In this description, x_α, x_β, and x_δ are the position vectors corresponding to the α, β, and δ wolves within the current population, respectively. The term x refers to the position vector of a particular grey wolf. Additionally, D_α, D_β, and D_δ are the measures of the distances from the current grey wolf candidates to the top three wolves that are leading in performance. When (|A| > 1), grey wolves are dispersed across various regions and search for prey.
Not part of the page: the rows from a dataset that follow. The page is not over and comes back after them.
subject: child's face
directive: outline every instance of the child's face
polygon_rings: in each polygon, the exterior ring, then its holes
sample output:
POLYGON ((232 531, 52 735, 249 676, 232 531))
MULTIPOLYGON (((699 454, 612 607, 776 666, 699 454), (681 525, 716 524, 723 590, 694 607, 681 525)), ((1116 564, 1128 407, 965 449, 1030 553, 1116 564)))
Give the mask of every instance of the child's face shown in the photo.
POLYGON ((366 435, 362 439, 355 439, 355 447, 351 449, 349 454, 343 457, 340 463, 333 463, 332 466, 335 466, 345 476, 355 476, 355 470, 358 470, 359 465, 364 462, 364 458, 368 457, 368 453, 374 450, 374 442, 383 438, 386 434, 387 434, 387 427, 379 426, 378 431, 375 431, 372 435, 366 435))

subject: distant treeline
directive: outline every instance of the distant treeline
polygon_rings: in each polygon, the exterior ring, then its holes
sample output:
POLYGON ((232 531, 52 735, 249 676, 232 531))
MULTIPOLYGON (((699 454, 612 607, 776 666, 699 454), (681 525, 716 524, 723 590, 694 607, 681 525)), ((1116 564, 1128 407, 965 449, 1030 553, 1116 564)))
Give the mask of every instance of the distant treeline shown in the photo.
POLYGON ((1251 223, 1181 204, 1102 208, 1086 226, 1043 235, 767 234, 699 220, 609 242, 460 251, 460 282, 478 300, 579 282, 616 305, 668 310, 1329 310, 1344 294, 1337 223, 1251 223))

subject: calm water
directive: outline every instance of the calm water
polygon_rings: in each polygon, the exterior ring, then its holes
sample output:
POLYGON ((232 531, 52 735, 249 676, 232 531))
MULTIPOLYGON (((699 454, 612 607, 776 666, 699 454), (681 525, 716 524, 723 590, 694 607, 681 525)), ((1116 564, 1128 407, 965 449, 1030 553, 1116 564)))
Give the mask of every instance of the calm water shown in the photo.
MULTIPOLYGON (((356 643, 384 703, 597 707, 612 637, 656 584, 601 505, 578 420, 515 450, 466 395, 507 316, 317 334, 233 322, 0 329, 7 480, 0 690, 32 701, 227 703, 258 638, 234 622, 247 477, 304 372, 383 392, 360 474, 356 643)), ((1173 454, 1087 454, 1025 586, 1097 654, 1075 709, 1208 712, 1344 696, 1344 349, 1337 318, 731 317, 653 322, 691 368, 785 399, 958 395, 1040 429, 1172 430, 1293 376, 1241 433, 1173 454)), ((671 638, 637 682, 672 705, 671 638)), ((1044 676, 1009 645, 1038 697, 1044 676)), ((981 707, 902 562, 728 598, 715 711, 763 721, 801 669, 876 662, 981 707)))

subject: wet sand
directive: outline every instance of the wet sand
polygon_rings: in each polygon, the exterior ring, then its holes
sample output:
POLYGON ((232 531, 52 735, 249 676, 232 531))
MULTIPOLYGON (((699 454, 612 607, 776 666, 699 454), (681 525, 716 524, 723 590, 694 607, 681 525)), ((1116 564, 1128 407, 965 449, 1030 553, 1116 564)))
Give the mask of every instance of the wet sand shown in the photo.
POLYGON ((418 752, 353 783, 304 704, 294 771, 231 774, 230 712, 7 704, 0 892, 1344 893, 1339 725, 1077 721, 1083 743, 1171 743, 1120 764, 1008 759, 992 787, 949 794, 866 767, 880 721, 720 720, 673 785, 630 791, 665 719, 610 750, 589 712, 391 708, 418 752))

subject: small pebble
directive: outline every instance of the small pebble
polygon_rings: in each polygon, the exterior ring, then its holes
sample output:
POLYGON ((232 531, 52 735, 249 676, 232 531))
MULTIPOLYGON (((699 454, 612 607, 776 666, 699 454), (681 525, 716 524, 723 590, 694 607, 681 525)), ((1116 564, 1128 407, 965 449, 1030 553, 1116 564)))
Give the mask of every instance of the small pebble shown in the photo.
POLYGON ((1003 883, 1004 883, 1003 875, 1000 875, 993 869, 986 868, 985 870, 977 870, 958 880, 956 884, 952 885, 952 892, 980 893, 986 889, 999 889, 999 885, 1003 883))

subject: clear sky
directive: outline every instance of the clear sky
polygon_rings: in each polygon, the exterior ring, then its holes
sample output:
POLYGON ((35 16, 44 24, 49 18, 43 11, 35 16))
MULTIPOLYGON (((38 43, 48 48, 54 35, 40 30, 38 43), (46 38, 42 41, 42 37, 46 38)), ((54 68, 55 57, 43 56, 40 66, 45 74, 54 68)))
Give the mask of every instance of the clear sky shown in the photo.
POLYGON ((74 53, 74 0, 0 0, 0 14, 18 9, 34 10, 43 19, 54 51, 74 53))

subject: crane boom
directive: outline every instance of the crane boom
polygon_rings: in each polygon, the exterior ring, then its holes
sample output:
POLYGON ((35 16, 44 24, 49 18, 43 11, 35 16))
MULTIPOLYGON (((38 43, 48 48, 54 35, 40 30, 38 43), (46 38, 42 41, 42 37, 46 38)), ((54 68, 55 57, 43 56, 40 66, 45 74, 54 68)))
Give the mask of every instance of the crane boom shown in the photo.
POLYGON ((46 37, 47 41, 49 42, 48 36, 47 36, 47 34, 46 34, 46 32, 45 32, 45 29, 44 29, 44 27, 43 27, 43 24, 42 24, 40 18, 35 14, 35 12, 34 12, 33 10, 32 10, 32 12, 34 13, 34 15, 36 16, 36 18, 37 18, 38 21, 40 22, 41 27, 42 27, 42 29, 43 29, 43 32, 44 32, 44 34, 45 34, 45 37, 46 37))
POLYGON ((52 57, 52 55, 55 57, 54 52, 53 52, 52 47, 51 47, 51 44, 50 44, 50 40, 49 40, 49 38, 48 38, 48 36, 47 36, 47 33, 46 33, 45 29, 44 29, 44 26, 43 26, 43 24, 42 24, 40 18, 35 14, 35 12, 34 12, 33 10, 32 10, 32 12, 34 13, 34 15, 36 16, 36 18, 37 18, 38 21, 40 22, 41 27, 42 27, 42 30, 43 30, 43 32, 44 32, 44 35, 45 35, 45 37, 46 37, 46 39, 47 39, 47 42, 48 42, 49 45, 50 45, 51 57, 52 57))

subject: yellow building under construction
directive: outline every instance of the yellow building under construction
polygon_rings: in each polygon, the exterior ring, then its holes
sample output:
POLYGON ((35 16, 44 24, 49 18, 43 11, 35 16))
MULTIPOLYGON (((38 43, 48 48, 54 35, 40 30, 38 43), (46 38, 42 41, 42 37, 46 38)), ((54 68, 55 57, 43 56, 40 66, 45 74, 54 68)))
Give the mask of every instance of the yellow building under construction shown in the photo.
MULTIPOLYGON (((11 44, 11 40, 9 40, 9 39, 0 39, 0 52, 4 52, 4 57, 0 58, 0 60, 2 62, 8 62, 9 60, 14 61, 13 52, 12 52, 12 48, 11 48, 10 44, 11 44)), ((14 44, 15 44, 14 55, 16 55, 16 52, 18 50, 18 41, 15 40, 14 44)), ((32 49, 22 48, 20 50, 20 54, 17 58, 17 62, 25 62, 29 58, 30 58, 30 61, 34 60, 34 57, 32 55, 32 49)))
When (|A| < 1), grey wolves will concentrate on searching for prey in one or several areas.

Figure 2 illustrates the process by which the search agent adjusts its position within a two-dimensional search space based on the values of α, β, and δ. Data gathered from observations suggest that the ultimate location of an agent is likely to be randomly distributed within a circular region, the boundaries of which are determined by the positions of the α, β, and δ wolves in the search space. To put it on another way, the α, β, and δ wolves are employed to gauge an approximate area where the prey might be located, and based on this approximation, the other wolves adjust their positions in a random manner around the estimated location of the prey. Figure 2 also presents the wolf pack’s social hierarchy using a pyramid structure. The social structure of the wolf pack is divided into four levels: At the top is the α wolf, which is responsible for making decisions on hunting, habitat, and daily activities. The α wolf is not necessarily the strongest, but it is the most outstanding in leadership ability. The second level is the β wolf, which assists the α wolf in decision-making and takes over its position when the α wolf is absent and can also command other wolves. The third level is the δ wolf, which obeys the α and β wolves but can control wolves at other levels, usually composed of wolves with different roles. At the bottom is the ω wolf, which, although it has the lowest status, is crucial for maintaining the harmony of the pack and preventing internal conflicts.

Step3: Attacking prey.

Figure 2.

The position update and hierarchical system of the wolf pack in the GWO algorithm.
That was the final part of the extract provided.